The three Sri Lankan protagonists, taking refuge in France to escape the Civil War and its repercussions in their homeland, have numerous struggles to overcome over the course of the film, namely assimilating to their new nation, as well as warming up to one another.

As if immigrating to the West wasn’t hard enough, our heroes must also keep up the guise of being a loving and normal family, despite the fact that they are utter strangers.

This plot device is a clever one. As the characters learn more about one another, the audience learn more about them, too. The interactions between this faux family unit are portrayed as interactions between individuals, whose actions and reactions are affected by the circumstances of their immigrant status, personal histories, and national background. (All things influenced by the world’s shared past of imperialism.) They are not relegated to meaningless stereotypes nor are their experiences and hardships romanticized for a privileged and patronizing viewer. This method of characterization is subtle yet effective by adding a layer of complexity crucial to the representation of minority groups in our media. Audiard offers to the largely Eurocentric audience of the Cannes Film Festival a diasporic narrative in which the characters are people before they are anything else, people who are just trying to get by with what the world has given them.

Given the context of the current refugee crisis, the addition of the theme of crime in the film was a risky one. Eponymous character Dheepan shows concerning signs of mental instability from the very beginning. His history as a Tamil child soldier is to blame for what is heavily implied to be post-traumatic stress disorder; so his volatile personality and violent predilections are not surprising. These traits may have harmful implications when proscribed to a male South Asian character, but Audiard is able to render Dheepan in such a way that we empathize with his pain and rage and do not regard him as a threatening presence onscreen. Instead, his rampage against French gangsters is portrayed as heroic and his mental breakdowns as heartbreaking. Here, we have a man whose mental illness does not define him or his people, a privilege of characterization people of color are rarely granted onscreen.

In a similar vein, showcasing South Asian refugees’ struggles with identity with such compassion is unheard of in Western narratives. Nine-year-old Illyaal is uncertain about learning French, her “mother” Yalini has difficulty traversing European and Sri Lankan ideals of a woman’s responsibilities, and Dheepan himself must accept that the family he once cherished is dead and gone and he must now assume responsibility as husband and father of two people completely alien to him. Upon arriving in France, he has no money, no job, and nowhere to stay. He is a nobody on the street — his name is not even his own.

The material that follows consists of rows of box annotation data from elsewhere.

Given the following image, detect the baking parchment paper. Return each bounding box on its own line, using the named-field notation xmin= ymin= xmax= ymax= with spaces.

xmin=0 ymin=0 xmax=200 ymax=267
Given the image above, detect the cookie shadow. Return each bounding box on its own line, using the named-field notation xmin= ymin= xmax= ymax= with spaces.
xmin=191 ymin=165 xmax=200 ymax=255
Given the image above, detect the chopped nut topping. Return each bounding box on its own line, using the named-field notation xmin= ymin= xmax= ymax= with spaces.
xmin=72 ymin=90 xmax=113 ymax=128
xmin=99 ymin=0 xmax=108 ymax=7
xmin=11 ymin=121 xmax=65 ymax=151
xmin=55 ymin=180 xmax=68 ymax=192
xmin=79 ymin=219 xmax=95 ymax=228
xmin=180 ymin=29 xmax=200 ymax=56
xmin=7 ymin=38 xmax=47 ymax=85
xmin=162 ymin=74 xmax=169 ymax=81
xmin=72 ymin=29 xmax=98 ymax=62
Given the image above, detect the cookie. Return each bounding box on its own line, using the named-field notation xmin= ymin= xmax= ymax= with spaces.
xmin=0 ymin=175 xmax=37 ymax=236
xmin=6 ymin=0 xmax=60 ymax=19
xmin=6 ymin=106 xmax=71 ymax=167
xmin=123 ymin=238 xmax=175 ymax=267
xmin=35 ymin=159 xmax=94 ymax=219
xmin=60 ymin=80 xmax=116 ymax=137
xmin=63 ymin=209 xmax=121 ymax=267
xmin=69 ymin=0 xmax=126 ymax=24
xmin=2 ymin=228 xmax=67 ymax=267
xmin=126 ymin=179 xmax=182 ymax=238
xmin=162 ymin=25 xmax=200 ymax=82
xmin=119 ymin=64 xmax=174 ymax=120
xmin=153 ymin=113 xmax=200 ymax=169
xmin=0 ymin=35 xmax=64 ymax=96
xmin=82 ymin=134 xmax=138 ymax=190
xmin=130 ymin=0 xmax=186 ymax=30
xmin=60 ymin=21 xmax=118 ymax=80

Nevertheless, the Dheepan family prevails. They move past their differences, fend off adversity, and take care of one another the whole way through. They are not perfect, but they are people. People capable of kindness and cruelty, grappling with the conflicts around them as well as with internal battles of their own, and protecting one another by any means necessary. Perhaps their acting as a family is not so deceptive after all, then, for they truly are one by the end of the film. Just as they are true European citizens as well.

With this film, Audiard seems to be saying what members of any diaspora already know: no matter where or what you are from, you get to decide what you become.